From burner phones to decks of cards: NYC teens adjusting to the smartphone ban

Scope and Nature of the Ban

  • Confusion over what’s “new”: commenters note phones were often already banned in class, but this NY rule covers the entire school day via lockers or locked magnetic pouches.
  • Several argue the real change is consistent enforcement backed by administration and state law, not the idea of a classroom ban itself.
  • Teachers previously hesitated to confiscate phones due to risk of conflict, parental complaints about “safety,” and liability if a device was lost or broken.

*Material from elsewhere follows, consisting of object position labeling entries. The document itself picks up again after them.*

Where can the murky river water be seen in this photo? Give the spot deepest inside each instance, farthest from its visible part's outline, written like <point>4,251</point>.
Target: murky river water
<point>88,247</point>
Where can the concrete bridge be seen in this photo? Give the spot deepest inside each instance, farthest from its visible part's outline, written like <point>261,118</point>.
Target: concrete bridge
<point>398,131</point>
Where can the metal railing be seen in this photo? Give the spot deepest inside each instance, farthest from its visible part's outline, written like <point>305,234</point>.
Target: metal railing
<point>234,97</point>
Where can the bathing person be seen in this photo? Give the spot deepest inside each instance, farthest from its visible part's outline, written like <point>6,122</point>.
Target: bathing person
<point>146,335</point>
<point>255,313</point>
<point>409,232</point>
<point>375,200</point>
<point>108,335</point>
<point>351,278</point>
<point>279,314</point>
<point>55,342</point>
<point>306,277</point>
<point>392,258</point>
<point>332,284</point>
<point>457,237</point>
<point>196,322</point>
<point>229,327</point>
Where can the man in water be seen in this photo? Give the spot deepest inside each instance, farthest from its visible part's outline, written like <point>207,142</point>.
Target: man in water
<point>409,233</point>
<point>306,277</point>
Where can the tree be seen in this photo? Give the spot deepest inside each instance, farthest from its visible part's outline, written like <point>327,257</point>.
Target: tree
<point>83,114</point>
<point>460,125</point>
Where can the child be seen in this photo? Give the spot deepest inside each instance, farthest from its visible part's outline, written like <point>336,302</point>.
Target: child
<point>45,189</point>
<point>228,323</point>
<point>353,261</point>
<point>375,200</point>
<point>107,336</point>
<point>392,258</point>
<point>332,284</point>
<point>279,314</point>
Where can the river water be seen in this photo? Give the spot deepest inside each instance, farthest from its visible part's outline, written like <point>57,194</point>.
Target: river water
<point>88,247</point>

Ban vs. Teaching Responsible Use

  • One camp: phones are too addictive; even adults can’t self-regulate. Removing them during school protects developing brains and reduces constant distraction; responsible-use lessons don’t require smartphones in school.
  • Other camp: total bans just postpone the problem. Kids need guided experience to learn about manipulative apps, microtransactions, and self-control while parents can still coach them. Locked pouches and bag checks feel draconian to some.

Boredom, Socialization, and Alternatives

  • Many celebrate the return of boredom: without phones, students talk more, play cards, chess, read, or just think. Loud, social lunchrooms are seen as a positive sign.
  • Commenters link always-on social media to isolation and attention problems, contrasting it with slower, “long-form” activities like books or instruments.
  • Several stress that if society wants kids off screens, it must also restore safe “third places” (malls, parks, hangouts) and stop over-structuring their time.

Parents, Culture, and Modeling

  • Multiple reports of parents texting kids all day; school experiments show parents are a major source of notifications.
  • Some say schools needed state-level cover precisely because so many parents insist on real-time contact.
  • Strong emphasis on parental modeling: if adults treat phones as endless entertainment, kids will too; some parents deliberately go phoneless or restrict their own use around children.

Student and Technical Angle

  • A current high-school senior describes switching to paper lists, a small notebook, and an iPod, but also using school iPads and technical workarounds (alt frontends, proxies) to reach blocked sites.
  • Others note this “cat and mouse” with filters often sparks deeper technical curiosity.

Concerns and Open Questions

  • Some fear a high-profile school shooting could politically reverse bans due to parental anxiety.
  • Ongoing debate whether the core problem is the device itself or specific addictive services built on it.